Canadian fighter pilot (1895–1982)

Captain Ernest Charles Hoy DFC (6 May 1895 –22 April 1982) was a Canadian First World War flying ace, officially credited with 13 victories. He later pioneered airmail flight over the Canadian Rockies.

==Early life and service==
Hoy was serving in the Canadian militia, in the 93rd Regiment, when he enlisted in the regular forces on 3 March 1915. He gave his next of kin as Charles Hoy, and his occupation as salesman.

==First World War service==
Hoy joined 29 Squadron as a Royal Aircraft Factory pilot in January 1918. He would not begin to score with them until 12 August. He then tallied up seven wins in August, and six more in September. In summary, he shared in being a balloon buster along with Lieutenant Charles Ross and another pilot, as well as downing one of the observation gasbags solo; he destroyed nine enemy airplanes, including a triumph shared with Lieutenant Christoffel Venter; he also drove two planes down out of control.

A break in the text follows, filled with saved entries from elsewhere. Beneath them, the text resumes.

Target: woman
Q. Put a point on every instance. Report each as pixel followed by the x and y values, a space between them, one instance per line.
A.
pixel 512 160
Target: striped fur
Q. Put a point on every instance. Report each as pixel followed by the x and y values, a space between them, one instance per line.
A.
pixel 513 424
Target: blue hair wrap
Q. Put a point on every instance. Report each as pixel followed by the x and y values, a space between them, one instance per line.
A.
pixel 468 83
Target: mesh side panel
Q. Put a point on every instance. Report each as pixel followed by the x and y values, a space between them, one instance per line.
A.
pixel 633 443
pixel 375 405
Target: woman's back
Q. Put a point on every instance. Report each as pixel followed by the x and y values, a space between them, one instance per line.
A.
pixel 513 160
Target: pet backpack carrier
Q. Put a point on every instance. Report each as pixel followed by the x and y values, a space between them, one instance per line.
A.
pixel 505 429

On 28 September 1918, the day after his final victory, Hoy was shot down by Leutnant Josef Raesch and imprisoned for the rest of the war.

==Post-war==
In August 1919, Hoy used a Curtiss Jenny to carry the first airmail from Vancouver to Calgary across the Canadian Rocky Mountains; the pioneering flight took sixteen hours, forty-two minutes.

==Honours and awards==
- 3 December 1918 - Lieut. (A./Capt.) Ernest Charles Hoy is awarded the Distinguished Flying Cross (DFC) in recognition of gallantry in flying operations against the enemy in France:

A bold and skilful airman who has accounted for four enemy machines and shot down a balloon in flames, displaying at all times a fine fighting spirit, disregarding adverse odds.